レバレッジは、暗号資産ベッティングで最も読み違えられている数字だ。1000倍と見れば、たいていの人は勝ち金にかかる倍率として理解する。それは正しい ― そして同時に、その人を吹き飛ばす値動きにかかる倍率でもある。後者の半分でほぼ全員が痛い目に遭うのに、宣伝コピーに書かれるのは前者の半分だけだ。
以下はレバレッジベット全般に当てはまる算数だ。Moon.com が通常の先物取引所と違う挙動をする箇所 ― 構造的に一つある ― は明示して区別する。プラットフォームそのものについては Moon.comの詳細レビューを参照してほしい。
レバレッジを一文で言うと
レバレッジが増やすのはエクスポージャーであって、あなたの資金ではない。ベット額を出すと、プラットフォームは「ベット額 × レバレッジ」に相当するポジションを持たせてくれる。原資産のパーセント変動は、ベット額ではなくポジションに対して適用される。仕組みはこれで全部だ。裏に巧妙な何かが隠れているわけではない。

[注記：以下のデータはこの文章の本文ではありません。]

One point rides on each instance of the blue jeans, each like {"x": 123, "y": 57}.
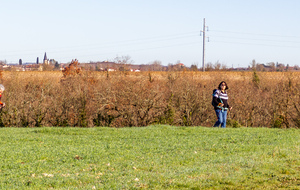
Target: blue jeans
{"x": 222, "y": 116}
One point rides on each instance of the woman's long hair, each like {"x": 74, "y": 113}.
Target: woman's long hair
{"x": 219, "y": 87}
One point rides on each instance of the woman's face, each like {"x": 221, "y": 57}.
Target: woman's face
{"x": 223, "y": 86}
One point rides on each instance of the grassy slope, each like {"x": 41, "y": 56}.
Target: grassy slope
{"x": 155, "y": 157}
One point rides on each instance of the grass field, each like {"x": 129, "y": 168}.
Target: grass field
{"x": 154, "y": 157}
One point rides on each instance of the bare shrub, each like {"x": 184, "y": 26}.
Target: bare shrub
{"x": 120, "y": 99}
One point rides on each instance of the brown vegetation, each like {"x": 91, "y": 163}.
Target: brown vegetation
{"x": 119, "y": 99}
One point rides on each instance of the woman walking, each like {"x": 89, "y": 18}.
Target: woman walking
{"x": 221, "y": 106}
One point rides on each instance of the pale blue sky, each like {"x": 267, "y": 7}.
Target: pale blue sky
{"x": 164, "y": 30}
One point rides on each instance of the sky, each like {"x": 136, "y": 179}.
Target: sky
{"x": 168, "y": 31}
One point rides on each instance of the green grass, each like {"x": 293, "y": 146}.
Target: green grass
{"x": 154, "y": 157}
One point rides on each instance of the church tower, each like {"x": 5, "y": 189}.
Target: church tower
{"x": 45, "y": 59}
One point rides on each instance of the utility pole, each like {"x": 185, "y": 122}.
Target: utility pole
{"x": 203, "y": 55}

$100のベット額に20倍をかければ$2,000のポジションになる。ビットコインが1%上がればポジションは$20増え、$100に対して20%のリターンになる。1%下がればポジションは$20減り、あなたは20%のマイナスだ。資産は1パーセント動いた。あなたは20動いた。レバレッジの数字は、この2つの文をつなぐ為替レートのようなものだ。

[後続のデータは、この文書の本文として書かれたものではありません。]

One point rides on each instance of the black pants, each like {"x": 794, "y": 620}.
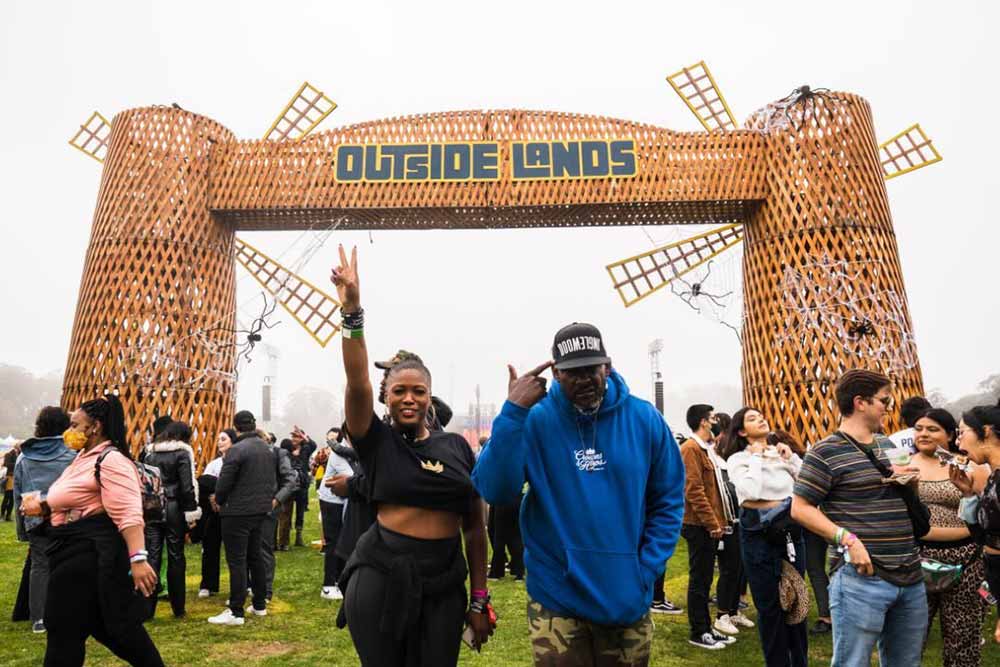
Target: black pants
{"x": 268, "y": 535}
{"x": 730, "y": 582}
{"x": 333, "y": 520}
{"x": 702, "y": 549}
{"x": 783, "y": 645}
{"x": 816, "y": 549}
{"x": 169, "y": 535}
{"x": 211, "y": 551}
{"x": 72, "y": 614}
{"x": 7, "y": 506}
{"x": 242, "y": 537}
{"x": 507, "y": 538}
{"x": 442, "y": 618}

| レバレッジ | ポジションサイズ | 0.1%の変動の価値 | ベット額に対する比率 |
|---|---|---|---|
| 1倍 | $100 | $0.10 | 0.1% |
| 10倍 | $1,000 | $1.00 | 1% |
| 50倍 | $5,000 | $5.00 | 5% |
| 100倍 | $10,000 | $10.00 | 10% |
| 500倍 | $50,000 | $50.00 | 50% |
| 1000倍 | $100,000 | $100.00 | 100% ― ベット額の全部 |
バスト価格と、その計算方法
ベットがバストするのは、ポジションの損失がベット額と等しくなった瞬間だ。損失は「ポジションサイズ × 逆行幅」で、ポジションサイズは「ベット額 × レバレッジ」。つまりベット額は式から完全に消える。致命傷になる値幅を決めるのは、あなたが選んだレバレッジだけだ。

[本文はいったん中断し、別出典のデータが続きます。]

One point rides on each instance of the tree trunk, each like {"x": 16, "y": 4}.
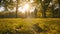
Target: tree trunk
{"x": 16, "y": 9}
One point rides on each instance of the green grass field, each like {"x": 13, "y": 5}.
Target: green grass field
{"x": 30, "y": 26}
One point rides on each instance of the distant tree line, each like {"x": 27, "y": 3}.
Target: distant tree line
{"x": 45, "y": 9}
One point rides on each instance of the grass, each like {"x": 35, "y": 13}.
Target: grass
{"x": 30, "y": 26}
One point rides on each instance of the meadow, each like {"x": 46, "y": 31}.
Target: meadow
{"x": 29, "y": 25}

| レバレッジ | バストする逆行幅 | ビットコイン$100,000の場合 | その値幅に要するおおよその時間 |
|---|---|---|---|
| 1倍 | 100% | $100,000 → $0 | 事実上ありえない |
| 10倍 | 10% | $10,000 | 数日〜数週間 |
| 50倍 | 2% | $2,000 | 数時間〜1日 |
| 100倍 | 1% | $1,000 | 数時間以内であることが多い |
| 500倍 | 0.2% | $200 | 数分 |
| 1000倍 | 0.1% | $100 | 数秒〜数分 |
実際には、バストは純粋な計算より少し早くやってくる。オープン手数料はベット額から差し引かれるし、Moon は自社が提示する価格でベットを清算するが、その価格には利用規約が認めるとおりハウス有利のスプレッドが含まれている。10倍なら10%のバッファに対する端数のような差だ。バッファ全体が0.1%しかない1000倍では、そうはいかない。Moon は確定前にベットスリップにバスト価格を表示する ― 毎回、必ず読んで、ライブ価格と比べてほしい。
本当の違い ― 最大損失はベット額まで
通常の先物取引所では、レバレッジは信用だ。証拠金を入れ、残りを実質的に借り、マッチングエンジンが決済するより速く価格が清算ラインを飛び越えれば、不足分は借金になる。取引所は保険基金や自動デレバレッジでそれを処理するが、荒い値動きではその仕組み自体が連鎖する ― 強制清算が価格を動かし、その価格がさらに清算を呼ぶ。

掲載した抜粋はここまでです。